Accusare il Belgio dello stallo europeo sui beni di Mosca appare dunque facile, ma fuorviante. È più probabile che altri governi oggi si nascondano dietro le obiezioni belghe: Germania, Francia e Italia. Il cancelliere Friedrich Merz vuole senz’altro finanziare l’Ucraina con le riserve russe. Ma la debolezza del suo partito (Cdu-Csu, al 24% in un sondaggio di questo mese) di fronte alla destra estrema di Alternative für Deutschland (al 26%), lo spingono a porre delle condizioni difficilissime in questa partita.
Il prelievo dei beni russi è concepito in modo che la Commissione Ue collochi presso Euroclear un titolo di debito, in cambio del quale Euroclear presterebbe alla Commissione Ue la liquidità delle riserve russe. Con essa Bruxelles finanzierebbe l’Ucraina, come anticipo delle riparazioni che – si ritiene – la Russia sarà condannata a pagare a Kiev. C’è però una clausola tedesca che complica tutto. Merz ha convinto la presidente della Commissione Ue a far sì che il titolo da consegnare a Euroclear sia infruttifero e non rivendibile sul mercato: una cambiale non trasferibile senza interessi.
Quel titolo di debito assumerebbe così caratteristiche tali – zero cedola e invendibile – che Euroclear non potrebbe presentarlo in garanzia alla Banca centrale europea per ottenere liquidità.

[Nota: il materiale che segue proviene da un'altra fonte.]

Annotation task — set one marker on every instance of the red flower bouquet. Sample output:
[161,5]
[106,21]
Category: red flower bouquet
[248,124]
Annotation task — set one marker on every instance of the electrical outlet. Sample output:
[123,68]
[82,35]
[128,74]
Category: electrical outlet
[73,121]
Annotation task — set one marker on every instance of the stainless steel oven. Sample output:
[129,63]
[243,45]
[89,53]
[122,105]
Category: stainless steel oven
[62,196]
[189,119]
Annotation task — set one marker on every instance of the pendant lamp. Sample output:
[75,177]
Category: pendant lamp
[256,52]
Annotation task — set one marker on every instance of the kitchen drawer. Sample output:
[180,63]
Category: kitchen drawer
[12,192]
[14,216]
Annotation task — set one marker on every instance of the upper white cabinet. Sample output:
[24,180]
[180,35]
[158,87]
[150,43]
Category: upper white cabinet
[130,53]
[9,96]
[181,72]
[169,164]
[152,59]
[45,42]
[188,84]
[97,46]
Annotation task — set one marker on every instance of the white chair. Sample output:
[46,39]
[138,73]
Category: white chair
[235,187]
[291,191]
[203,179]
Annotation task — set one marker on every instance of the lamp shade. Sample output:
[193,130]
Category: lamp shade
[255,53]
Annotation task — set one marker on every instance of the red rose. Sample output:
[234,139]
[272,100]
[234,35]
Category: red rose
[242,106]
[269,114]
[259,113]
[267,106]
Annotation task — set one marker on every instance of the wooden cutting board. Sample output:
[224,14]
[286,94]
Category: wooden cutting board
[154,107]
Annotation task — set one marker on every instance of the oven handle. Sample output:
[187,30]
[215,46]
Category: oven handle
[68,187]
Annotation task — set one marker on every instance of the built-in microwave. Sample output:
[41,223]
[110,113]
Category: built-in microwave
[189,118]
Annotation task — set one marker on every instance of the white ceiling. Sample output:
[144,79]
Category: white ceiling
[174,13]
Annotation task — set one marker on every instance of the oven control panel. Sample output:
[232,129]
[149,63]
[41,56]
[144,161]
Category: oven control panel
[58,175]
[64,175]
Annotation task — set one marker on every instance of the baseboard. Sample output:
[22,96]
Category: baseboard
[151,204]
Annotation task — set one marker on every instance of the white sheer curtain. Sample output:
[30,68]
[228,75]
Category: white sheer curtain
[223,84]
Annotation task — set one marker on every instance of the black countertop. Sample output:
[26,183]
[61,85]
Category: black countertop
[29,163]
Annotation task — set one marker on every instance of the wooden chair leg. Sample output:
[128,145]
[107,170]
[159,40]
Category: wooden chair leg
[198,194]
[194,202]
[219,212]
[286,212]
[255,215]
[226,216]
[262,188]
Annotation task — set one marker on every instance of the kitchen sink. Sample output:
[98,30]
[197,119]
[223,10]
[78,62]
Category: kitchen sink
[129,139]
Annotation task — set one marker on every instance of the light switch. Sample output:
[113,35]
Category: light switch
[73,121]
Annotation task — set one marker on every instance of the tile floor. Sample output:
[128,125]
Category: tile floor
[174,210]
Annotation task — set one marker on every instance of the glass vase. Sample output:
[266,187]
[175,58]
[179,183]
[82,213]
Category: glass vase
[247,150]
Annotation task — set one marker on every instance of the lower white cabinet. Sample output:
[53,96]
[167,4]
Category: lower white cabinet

Eppure per Euroclear accedere ai prestiti della Bce è essenziale per assicurare la propria sopravvivenza, nel caso in cui sia chiamata a rimborsare Mosca. Qualora Euroclear non potesse impegnare quel titolo in Bce in cambio di denaro liquido, rischierebbe il default. E un suo fallimento potrebbe dimostrarsi più devastante per l’Europa del crash di Lehman, perché Euroclear ha in deposito titoli per 42 mila miliardi di euro.

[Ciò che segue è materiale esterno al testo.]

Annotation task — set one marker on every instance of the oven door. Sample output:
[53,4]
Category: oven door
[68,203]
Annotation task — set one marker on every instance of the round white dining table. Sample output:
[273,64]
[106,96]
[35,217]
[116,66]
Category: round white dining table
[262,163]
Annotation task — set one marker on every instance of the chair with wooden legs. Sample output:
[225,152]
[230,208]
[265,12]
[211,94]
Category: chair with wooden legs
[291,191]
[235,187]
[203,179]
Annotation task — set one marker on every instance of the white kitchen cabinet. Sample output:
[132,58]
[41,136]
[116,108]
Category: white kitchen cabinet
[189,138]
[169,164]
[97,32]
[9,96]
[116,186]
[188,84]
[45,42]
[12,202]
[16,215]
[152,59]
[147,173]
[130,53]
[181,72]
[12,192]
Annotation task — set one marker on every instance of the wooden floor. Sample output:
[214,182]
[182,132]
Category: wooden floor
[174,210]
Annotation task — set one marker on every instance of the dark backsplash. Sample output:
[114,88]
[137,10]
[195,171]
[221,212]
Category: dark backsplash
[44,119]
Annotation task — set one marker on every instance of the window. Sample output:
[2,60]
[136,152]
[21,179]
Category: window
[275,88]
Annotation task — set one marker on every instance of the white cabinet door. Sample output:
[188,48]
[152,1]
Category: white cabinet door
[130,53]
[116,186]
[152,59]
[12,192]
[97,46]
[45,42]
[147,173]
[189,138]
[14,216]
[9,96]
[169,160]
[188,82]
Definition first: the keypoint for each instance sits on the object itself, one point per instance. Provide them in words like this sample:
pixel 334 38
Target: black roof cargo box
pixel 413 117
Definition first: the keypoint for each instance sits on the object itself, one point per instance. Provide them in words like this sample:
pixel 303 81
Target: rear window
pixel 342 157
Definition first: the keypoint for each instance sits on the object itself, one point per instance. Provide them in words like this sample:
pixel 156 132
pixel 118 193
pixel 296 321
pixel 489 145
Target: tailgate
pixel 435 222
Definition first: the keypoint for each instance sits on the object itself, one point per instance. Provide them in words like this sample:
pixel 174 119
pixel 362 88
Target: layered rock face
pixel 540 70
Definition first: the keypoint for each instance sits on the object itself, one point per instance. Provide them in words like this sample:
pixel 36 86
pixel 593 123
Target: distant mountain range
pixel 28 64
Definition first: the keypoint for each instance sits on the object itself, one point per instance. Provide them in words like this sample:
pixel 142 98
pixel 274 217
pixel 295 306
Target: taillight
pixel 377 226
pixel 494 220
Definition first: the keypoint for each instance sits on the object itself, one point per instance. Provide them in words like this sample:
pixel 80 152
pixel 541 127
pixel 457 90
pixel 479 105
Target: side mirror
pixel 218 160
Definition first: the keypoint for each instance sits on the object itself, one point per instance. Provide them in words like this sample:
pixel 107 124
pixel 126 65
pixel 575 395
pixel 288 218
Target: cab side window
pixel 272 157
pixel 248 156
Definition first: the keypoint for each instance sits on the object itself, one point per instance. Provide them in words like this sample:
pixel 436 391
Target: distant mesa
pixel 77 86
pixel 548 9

La soluzione sarebbe far sì che il titolo consegnato dalla Commissione Ue a Euroclear fruttasse un interesse o fosse rivendibile, in modo che la Bce possa accettarlo in garanzia. Ma la Germania non vuole. E non vuole perché un titolo che frutti interessi o sia rivendibile assomiglierebbe a un eurobond, che per Merz è un tabù dato che il cancelliere teme l’avanzata della destra antieuropea di AfD.
Poi ci sono i ruoli di Italia e Francia. Il Belgio reclama che tutti i Paesi europei garantiscano pro-quota i rimborsi a Mosca se necessario, in modo che non sia il Belgio stesso a dover eventualmente pagare per tutti. Per questo il Belgio chiede garanzie esigibili, che gli altri governi dovrebbero approvare con leggi votate nei parlamenti. Italia e Francia dovrebbero, entrambi, impegnarsi su circa 25 miliardi di euro ciascuna: non da sborsare, ma da versare solo in caso di escussione delle garanzie. Ma né Giorgia Meloni, né Emmanuel Macron hanno intenzione, per ora, di affrontare l’impopolarità di un passaggio parlamentare del genere.
C’è forse poi un’altra ragione, dietro la freddezza di Roma e Parigi sul piano per le riserve russe. Imprese di entrambi i Paesi hanno attività e beni investiti in Russia e temono il sequestro da parte del governo di Mosca, come ritorsione al piano europeo sulle riserve: dalla francese Total, alle italiane Cremonini, Ferrero o De’ Longhi.